After this patch, dmesg shows uart2: BT chip detected; RX FIFO trigger set to 1 byte at boot, and HCI Event latency drops from a tenth of a millisecond to one byte time at 1.5 Mbaud — about 7 µs per byte, immediate IRQ on each. The tickler still fires occasionally but its rate dropped by an order of magnitude.

The patchram dance

The chip boots in ROM mode at 115200 baud and won’t do anything useful — no scanning, no advertising, no SDP — until you stream a vendor .hcd patchram into it. The file is a sequence of HCI command records: 2-byte opcode, 1-byte parameter length, parameters. The loader sends them as HCI commands and waits for Command_Complete on each. The very last record is Launch_RAM (0xfc4e) which resets the chip; you do NOT wait for a completion on that one.

Sounds simple. It isn’t.

overlay/usr/local/sbin/bcm_firmware_load.pl is the loader. The lessons it encodes are blood:

The loader output for a clean run looks like:

Step 1: HCI_Reset...
Step 2: Read_Local_Name (pre-patchram)... BCM4345C0
Step 3: Download_Minidriver (0xfc2e)...
Step 4: Uploading firmware records from /tmp/BCM4345C0.hcd...
  uploaded 50 records...
  uploaded 100 records...
  ...
  record 1832: Launch_RAM (0xfc4e) — fire-and-forget
Step 4: Uploaded 1832 records, 256441 bytes
Step 5: Waiting 250ms for chip to reset into patched firmware...
Step 6: Post-patch HCI_Reset... chip is alive in patched mode
Step 7: Switch chip baud to 1500000 (VSC 0xfc18)... chip baud set to 1500000
Step 8: Read_Local_Name (post-patchram)... BCM4345C0 Murata Type-1MW UART 37.4 MHz BT 5.0-0187
Step 9: Read_BD_Addr...   BD_Addr: 22:22:b1:f3:11:e2

That’s the chip introducing itself, in its post-patchram identity. The very first time we saw step 9 print a real BD address — instead of timing out, instead of Hardware_Error 0x00, instead of garbled bytes from a baud mismatch — that’s when the chip was truly attached.

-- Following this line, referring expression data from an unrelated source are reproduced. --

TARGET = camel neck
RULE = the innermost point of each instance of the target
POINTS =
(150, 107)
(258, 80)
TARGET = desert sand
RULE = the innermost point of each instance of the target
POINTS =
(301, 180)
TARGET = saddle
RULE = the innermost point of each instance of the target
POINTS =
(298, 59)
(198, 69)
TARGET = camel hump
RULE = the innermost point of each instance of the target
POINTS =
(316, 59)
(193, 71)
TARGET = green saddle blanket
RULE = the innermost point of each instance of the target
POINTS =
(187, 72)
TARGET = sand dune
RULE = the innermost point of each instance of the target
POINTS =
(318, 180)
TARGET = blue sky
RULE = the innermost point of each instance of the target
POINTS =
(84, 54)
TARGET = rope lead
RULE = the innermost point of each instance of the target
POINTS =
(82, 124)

What it looks like together

A complete Read_BD_Addr exchange after all three pieces are in place:

HCI trace 2 packets
1776832010.012444 CMD len=4 01 09 10 00
1776832010.013998 EVT len=14 04 0e 0a 01 09 10 00 e2 11 f3 b1 22 22

01 09 10 00 is the HCI Command packet (type 0x01) for opcode 0x1009 (Read_BD_Addr) with no parameters. 04 0e 0a 01 09 10 00 e2 11 f3 b1 22 22 is Command_Complete (event 0x0e) with ncmd=1, opcode 0x1009, status 0x00, and the BD address in little-endian. Six bytes outbound, fourteen bytes inbound, both ends acknowledging each other for the first time.

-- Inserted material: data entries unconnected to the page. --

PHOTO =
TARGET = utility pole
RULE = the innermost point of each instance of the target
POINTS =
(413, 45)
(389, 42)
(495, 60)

ng_h4frame is in the tree at src/sys/netgraph/bluetooth/drivers/h4frame/ng_h4frame.c with its module skeleton at src/sys/modules/netgraph/bluetooth/h4frame/Makefile. The patchram loader is at overlay/usr/local/sbin/bcm_firmware_load.pl. The UART trigger fix is the patch above. With those three landed, every essay after this can assume “the chip responds to HCI commands” — which is what essay 10 is going to need before it can fight the next battle.